Below is an interesting article as reported in the Sydney Morning Herald November 26, 2012
Written by Gareth Hutchens
Next year, for the first time ever, the amount of money spent on online advertising is expected to overtake that spent advertising on either newspapers or free-to-air television.
New data from the Interactive Advertising Bureau of Australia shows online ad spending has generated double-digit growth through every quarter of 2012, even while the general advertising market has been softening.
The Online Advertising Expenditure Report (OAER) tracks ad expenditure across online, mobile, and video. It divides the online advertising world into three categories: general display, search and directories, and classifieds. The data shows that, in the three months to September, spending in the online sector grew by 10 per cent, year on year, totalling $813.2 million.
When compared to a recent report from the Commercial Economic Advisory Service Australia (CEASA), it shows the amount of money spent on online advertising is on track to overtake advertising on both newspapers and free-to-air TV in 2013. The CEASA report found that in the first six months of this year, $1.63 billion was spent on online advertising, more than the $1.5 billion spent on newspaper advertising. Roughly $1.65 billion was spent advertising on free to air television over that same period.
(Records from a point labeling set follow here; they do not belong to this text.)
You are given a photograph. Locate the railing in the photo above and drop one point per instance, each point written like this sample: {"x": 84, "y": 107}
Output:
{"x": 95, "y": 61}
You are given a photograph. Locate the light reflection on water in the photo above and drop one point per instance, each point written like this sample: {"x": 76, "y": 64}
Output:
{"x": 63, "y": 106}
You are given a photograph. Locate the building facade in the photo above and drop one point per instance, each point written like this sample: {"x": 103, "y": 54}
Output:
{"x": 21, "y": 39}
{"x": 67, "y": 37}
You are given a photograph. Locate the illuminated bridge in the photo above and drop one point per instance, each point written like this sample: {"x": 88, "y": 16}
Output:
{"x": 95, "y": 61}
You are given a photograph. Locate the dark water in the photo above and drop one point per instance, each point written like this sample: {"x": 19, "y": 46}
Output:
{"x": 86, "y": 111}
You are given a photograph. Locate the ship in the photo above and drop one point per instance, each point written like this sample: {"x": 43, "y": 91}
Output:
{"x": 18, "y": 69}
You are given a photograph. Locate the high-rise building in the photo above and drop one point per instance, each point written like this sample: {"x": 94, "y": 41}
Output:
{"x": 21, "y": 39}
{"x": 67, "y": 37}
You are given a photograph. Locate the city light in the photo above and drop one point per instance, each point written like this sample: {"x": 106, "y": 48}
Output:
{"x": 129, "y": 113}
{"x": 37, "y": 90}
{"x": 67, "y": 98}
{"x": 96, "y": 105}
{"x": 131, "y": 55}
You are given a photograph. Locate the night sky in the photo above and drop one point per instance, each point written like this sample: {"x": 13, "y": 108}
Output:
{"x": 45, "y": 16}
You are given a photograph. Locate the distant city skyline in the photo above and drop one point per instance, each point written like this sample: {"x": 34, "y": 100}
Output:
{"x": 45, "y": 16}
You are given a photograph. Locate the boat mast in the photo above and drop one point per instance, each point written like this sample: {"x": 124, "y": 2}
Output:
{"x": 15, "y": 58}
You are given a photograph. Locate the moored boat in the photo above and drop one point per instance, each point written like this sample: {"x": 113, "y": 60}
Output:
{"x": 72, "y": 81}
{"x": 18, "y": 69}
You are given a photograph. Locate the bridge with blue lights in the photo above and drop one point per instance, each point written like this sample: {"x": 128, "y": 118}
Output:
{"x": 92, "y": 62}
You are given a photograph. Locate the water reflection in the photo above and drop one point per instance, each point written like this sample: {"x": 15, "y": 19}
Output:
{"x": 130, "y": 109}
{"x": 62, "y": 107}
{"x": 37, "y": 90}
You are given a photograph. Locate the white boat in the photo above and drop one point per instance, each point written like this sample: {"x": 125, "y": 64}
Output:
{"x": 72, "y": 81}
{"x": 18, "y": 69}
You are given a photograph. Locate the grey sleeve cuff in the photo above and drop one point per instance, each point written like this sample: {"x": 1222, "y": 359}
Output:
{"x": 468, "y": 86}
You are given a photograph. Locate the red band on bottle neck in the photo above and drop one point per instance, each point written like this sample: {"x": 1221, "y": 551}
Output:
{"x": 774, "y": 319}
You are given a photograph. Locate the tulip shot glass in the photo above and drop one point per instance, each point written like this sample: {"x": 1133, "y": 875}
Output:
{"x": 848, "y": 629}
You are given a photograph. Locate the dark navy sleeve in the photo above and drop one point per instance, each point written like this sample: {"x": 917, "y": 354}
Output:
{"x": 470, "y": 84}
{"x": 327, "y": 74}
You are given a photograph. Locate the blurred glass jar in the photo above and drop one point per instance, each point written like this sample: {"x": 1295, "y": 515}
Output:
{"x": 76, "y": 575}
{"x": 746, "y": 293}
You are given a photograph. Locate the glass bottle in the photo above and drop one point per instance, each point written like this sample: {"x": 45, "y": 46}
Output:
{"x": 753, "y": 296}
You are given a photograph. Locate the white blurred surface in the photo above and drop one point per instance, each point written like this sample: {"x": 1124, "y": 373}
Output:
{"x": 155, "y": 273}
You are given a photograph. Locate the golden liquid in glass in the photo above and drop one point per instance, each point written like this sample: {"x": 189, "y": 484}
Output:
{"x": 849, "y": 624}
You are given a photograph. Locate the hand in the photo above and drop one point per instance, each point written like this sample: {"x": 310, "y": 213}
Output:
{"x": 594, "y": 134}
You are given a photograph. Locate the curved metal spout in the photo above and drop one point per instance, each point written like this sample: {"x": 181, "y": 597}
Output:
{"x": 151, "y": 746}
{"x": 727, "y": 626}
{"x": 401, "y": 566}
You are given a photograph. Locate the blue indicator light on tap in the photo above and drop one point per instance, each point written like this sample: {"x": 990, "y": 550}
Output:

The OAER report shows search and directories expenditure grew by 15 per in the September quarter, compared to the September 2011 quarter, while classifieds advertising expenditure grew by 7 per cent, and general display 1 per cent. Search and directories dominated the sector, capturing 53 per cent of total market share, while classifieds grabbed 21 per cent share, and general display 26 per cent.
It also shows $22 million was spent on mobile advertising alone for the three months to September quarter, representing a 190 per cent year on year increase, and a 24 per cent increase on the June 2012 quarter. Video advertising expenditure was $20.7 million in the September quarter, up from $18.5 million in the June quarter.
However, email advertising declined to $5.8 million in the same period, down from $10.5 million in the June quarter. Within the general display sector, the motor vehicle category grew strongly to be the highest spending in the advertising industry this quarter, with finance and real estate sectors the next largest categories.
Retail share of expenditure reached 7.2 per cent of market share, up from 6.5 per cent in the June quarter. In the classifieds sector, real estate, recruitment and automotive were the leading categories. This is the same order as the prior quarter.
It also shows that the most dominant pricing methodology is so-called “CPM,” or cost per thousand impressions. Under the CPM model, an advertiser will pay for every thousand times that her ad appears on a screen. If the CPM is $10, the cost per impression will be $0.01. CPM accounts for 62 per cent of general display advertising expenditures, while 38 per cent is “direct response based.” The direct response based model may include any ‘pay per click,’ ‘pay per sale,’ ‘pay per action,’ or ‘pay per lead’.